I am very happy to see Intel stepping it up in the Processor market again. Hopefully it will provide a nice environment for more competition between AMD and Intel again so another leap forward can be made in the computing world. Also, I hope they come up with a new jingle for this processor... I hate hte Pentium one. Hehe. Evil inside.
-- Josh
"Whoopie! Man, that may have been a small one for Neil, but that's a long one for me!" - Pete Conrad
Intel CoreTwin 2 Duo Pair, Mark Two!
I pity the foo that isn't metasyntactic
Intel has recently come up with a series of totally unoriginal and ultimately confusing names for their CPUs.
For example, the "Core Duo" is a pretty unoriginal name for a dual core processor, and I've seen a lot of people start referring to dual core CPUs as "DuoCore" or other such nonsense.
Core 2 Duo? Talk about redundant and confusing naming...
retrorocket.o not found, launch anyway?
Clearly a better sequel to Core Duo would have been The Two Coreys.

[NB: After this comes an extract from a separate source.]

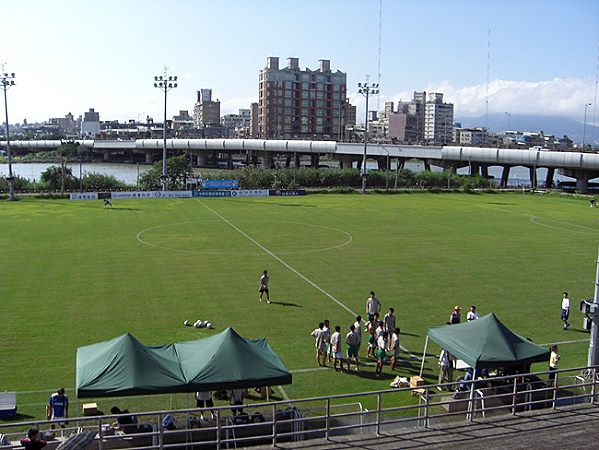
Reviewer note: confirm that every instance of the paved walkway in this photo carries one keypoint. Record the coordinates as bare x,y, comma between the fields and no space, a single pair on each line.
568,427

The successor to the "Core 2 Duo" will be the "Core 2 Duo: Championship Edition." Alas, folks will illegally mod the chip to the point that Intel releases its own "Core 2 Duo Turbo Hyper Fighting" modified chip to combat such modifications. Then they'll release "Super Core 2 Duo" but it'll bomb for the most part and it's home version will nearly bankrupt the company.

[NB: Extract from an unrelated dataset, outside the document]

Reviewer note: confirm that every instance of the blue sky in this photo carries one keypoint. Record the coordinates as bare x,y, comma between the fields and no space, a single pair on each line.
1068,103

I read in a science magazine that these names are 50% unoriginal and 50% lame.
Many companies are doing similar -- the goal is to emphasize the company brand name over the individual product names.
For example, Cadillac replaced the Seville and Deville with anonymous letters like STS and DTS. This puts more brand id on "Cadillac" part. And Apple is moving to a generic Mac* naming scheme to emphisize the "Apple" and "Mac" parts over the individual model names.

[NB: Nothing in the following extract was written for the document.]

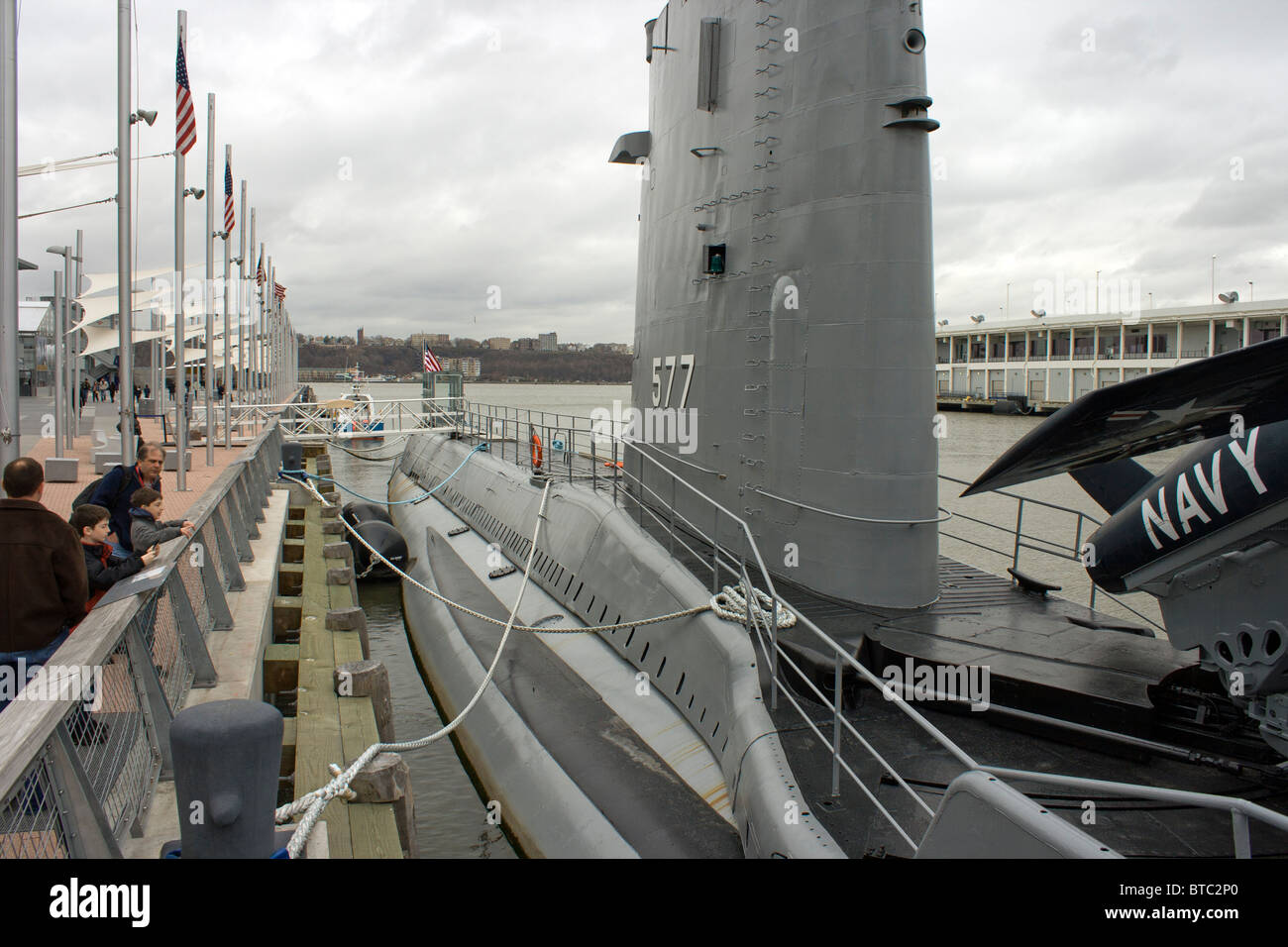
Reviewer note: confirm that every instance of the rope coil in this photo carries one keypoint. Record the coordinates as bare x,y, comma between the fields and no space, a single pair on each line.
729,603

Intel had the problem that "Pentium" had such high brand recognition that it was difficult to move away from it, and after a while having products like "Pentium D" got very silly & confusing. They could create a new product brand like "Stupendium", but then they're starting at zero and they would just create the same problem again in the future. Instead they put that money behind "Intel" by picking a rather generic product names.
Business. Numbers. Money. People. Computer World.